Politics

‘A crucial time’: Senators travel to Ukraine to warn against Russian aggression

The bipartisan group of senators met with President Volodymyr Zelenskyy and other officials.

A bipartisan group of US senators traveled to Ukraine to meet with President Volodymyr Zelenskyy and other officials in a trip to show solidarity amid fears of Russian aggression.

“We think this is a crucial time for us to come,” Sen. Rob Portman, R-Ohio, a member of the Foreign Relations Committee, told reporters between meetings. “To Russia: We stand with the Ukrainian people and with this government. In fact, Congress recently approved a $300 million increase in security funding for Ukraine in the National Defense Authorization Act.”

With tens of thousands of Russian troops massed on Ukraine’s border, the Biden administration is threatening unprecedented sanctions and other harsh measures if Russia takes military action against Ukraine. The administration has also prepared a new military aid package for Ukraine, in addition to US military assistance already flowing to Kiev, current and former officials said.

The congressional delegation also included Democratic Senators Chris Murphy and Richard Blumenthal of Connecticut, Jeanne Shaheen of New Hampshire and Amy Klobuchar of Minnesota, and Republican Senators Kevin Cramer of North Dakota and Roger Wicker of Mississippi.

“I think Vladimir Putin has made the biggest mistake of his career by underestimating how bravely the people of Ukraine will fight him if he invades,” Blumenthal, a member of the Armed Services Committee, told reporters later Monday after the meeting with Zelenskyy. “And we will impose crippling economic sanctions, but more importantly, we will give the people of Ukraine the weapons, lethal weapons, they need to defend their lives and livelihoods.”

Ukraine suffered a massive cyberattack last week that brought down more than 70 government websites. National security adviser Jake Sullivan told CBS News on Sunday that the United States is still working to determine who was behind the attack, but “this is part of the Russian playbook.”

“If it turns out that Russia is hitting Ukraine with cyberattacks, and if that continues over the next period, we will work with our allies on the appropriate response,” he said.

Cramer, a member of the Armed Services Committee, said Monday that President Joe Biden is “right not to wait for authorization from Congress” as he moves to “build a set of multilateral sanctions” and that additional action from Capitol Hill is possible. .

“I think we will be able to unite in Congress around the sanctions authority to make sure President Biden has everything he needs and is coordinated with our allies to bring the crushing set of sanctions before any invasion plans,” he said. Cramer.

Wicker, also a member of the Armed Service Committee, suggested using the Magnitsky Act to sanction “real individuals who are violating international law.”

“There is no question that the aggression has already begun,” Wicker said.
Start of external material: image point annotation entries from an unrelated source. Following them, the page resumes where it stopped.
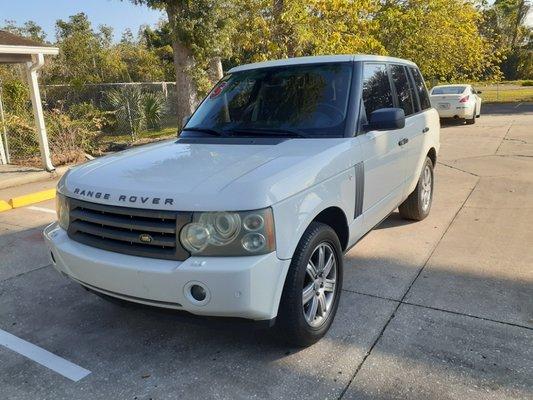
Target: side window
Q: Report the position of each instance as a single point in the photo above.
(403, 89)
(420, 88)
(376, 88)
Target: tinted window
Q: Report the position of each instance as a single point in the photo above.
(448, 90)
(312, 100)
(420, 88)
(376, 88)
(403, 89)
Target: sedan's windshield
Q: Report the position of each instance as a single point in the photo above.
(299, 101)
(448, 90)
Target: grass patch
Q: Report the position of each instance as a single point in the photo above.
(115, 142)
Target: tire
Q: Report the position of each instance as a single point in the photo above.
(472, 120)
(300, 321)
(417, 206)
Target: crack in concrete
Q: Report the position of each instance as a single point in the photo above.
(505, 136)
(458, 169)
(402, 300)
(440, 309)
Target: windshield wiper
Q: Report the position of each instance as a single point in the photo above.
(269, 132)
(209, 131)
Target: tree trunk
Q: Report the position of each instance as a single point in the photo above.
(215, 69)
(183, 66)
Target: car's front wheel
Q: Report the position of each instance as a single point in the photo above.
(471, 121)
(312, 288)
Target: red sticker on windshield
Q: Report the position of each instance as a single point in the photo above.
(217, 90)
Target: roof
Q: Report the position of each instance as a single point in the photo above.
(319, 60)
(14, 44)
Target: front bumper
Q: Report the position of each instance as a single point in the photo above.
(243, 287)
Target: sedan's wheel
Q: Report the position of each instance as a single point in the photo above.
(312, 288)
(418, 204)
(473, 119)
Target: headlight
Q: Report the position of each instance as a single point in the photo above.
(230, 233)
(62, 210)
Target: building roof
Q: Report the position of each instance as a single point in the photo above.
(318, 60)
(14, 44)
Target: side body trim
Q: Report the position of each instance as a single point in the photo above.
(359, 169)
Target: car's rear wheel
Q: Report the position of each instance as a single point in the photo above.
(312, 288)
(418, 204)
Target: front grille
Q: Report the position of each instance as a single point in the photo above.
(135, 231)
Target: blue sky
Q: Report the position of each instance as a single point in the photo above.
(115, 13)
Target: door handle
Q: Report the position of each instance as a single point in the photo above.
(403, 141)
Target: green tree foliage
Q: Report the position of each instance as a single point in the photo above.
(441, 36)
(508, 29)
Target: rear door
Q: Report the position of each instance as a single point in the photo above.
(383, 170)
(411, 136)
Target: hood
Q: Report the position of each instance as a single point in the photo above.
(203, 177)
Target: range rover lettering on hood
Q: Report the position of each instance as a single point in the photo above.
(125, 198)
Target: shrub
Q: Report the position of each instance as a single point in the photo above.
(135, 109)
(69, 139)
(154, 107)
(15, 96)
(127, 104)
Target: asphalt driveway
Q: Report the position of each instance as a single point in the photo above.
(440, 309)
Speaking to reporters later Monday, Murphy said senators on the trip felt an urgency to show bipartisan unity in support of Ukraine after the Senate voted against imposing sanctions on the Nord Stream 2 pipeline last week.

“I think it adds to the deterrent effect for Putin to see Republicans and Democrats talking together in Kiev, instead of seeing Republicans and Democrats divided on the issue of sanctions, as we did last week,” he said. “So, you know, we’re trying to do our little bit of telegraphing to Putin and his government that last week’s vote is not a precursor to how we will act in the future to try to put together a set of deterrent measures.”